While the immediate benefits will be realised in understanding the fundamental events driving development of the secondary palate, delineation of the underlying gene regulatory networks will facilitate interpretation of human genetic studies of cleft palate. While exome sequencing is a highly effective method for mutation identification, considerable challenges remain in interpreting the sequence data generated. Functional data provide a useful filter to reduce the complexity of analysis. Our research will therefore provide a rationale basis for studies of this type (Beneficiaries: geneticists, genetic counsellors, patients and their families; time-frame: 2+ years).

Although the impact will be longer-term, identification of non-coding, gene regulatory elements during this project will provide a rich resource of sequences that can be analysed in families with a history of non-syndromic clefting thereby facilitating the move from genome-wide association to causative variant(s). Such elements are also targets for understanding the interaction between (epi)genetic and environmental contributors to cleft palate. (Beneficiaries: geneticists, genetic counsellors, patients and their families; time-frame: 5+ years).

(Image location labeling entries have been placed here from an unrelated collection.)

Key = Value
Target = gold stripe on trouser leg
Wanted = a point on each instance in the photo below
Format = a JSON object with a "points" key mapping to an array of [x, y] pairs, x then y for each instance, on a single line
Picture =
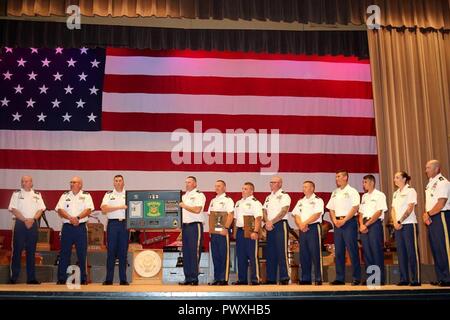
{"points": [[227, 260], [447, 244], [256, 260], [199, 235], [12, 248], [319, 232], [286, 248], [417, 252]]}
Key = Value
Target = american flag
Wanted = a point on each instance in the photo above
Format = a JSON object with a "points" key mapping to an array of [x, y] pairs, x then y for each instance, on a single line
{"points": [[118, 108]]}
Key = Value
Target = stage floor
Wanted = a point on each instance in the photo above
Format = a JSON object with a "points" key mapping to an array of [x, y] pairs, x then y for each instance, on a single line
{"points": [[266, 292]]}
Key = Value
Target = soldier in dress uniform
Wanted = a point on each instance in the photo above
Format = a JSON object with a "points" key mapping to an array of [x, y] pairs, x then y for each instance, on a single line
{"points": [[74, 208], [406, 232], [193, 202], [343, 206], [308, 216], [27, 206], [275, 209], [371, 217], [113, 205], [437, 217], [220, 242], [247, 248]]}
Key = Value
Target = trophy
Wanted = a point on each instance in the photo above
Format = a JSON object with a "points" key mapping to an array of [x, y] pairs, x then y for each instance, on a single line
{"points": [[217, 220]]}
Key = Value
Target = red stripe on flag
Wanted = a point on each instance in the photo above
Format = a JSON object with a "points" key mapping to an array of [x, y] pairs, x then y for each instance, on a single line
{"points": [[237, 86], [162, 161], [231, 55], [113, 121]]}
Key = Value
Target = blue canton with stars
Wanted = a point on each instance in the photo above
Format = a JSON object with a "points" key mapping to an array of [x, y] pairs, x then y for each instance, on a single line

As outlined in the 'Pathways to Impact' section of the application, the significance and implication of our results will be communicated to patients and their families through the Cleft Lip and Palate Association and other relevant patient support groups (beneficiaries: patients and their families; time-frame: ongoing).

In terms of impact on industry, a diverse range of molecules has been associated with an increase in the incidence of cleft palate in animal models used to evaluate developmental toxicity. The data from these models are used as the basis for human risk assessment during the development of New Chemical Entities (for example, agrochemicals). A better understanding of the underlying perturbations to embryogenesis, with particular reference to cleft palate, would help to refine the utility of these animal models in terms of assessing risks to human health (beneficiaries: industry; time-frame: 3+ years).

Research staff employed on the project will be beneficiaries as they will be provided with comprehensive research training. As detailed in 'Pathways to Impact', the researchers will benefit from professional and career development opportunities at the University of Manchester. Past experience from the applicants' laboratories has indicated that the skills acquired by the researchers have been, and will continue to be, transferrable to careers in research, industry, the NHS, medical writing, education and funding agencies (beneficiaries: researchers employed on the programme; time-frame: ongoing; prospective employers; time-frame: 3-5 years).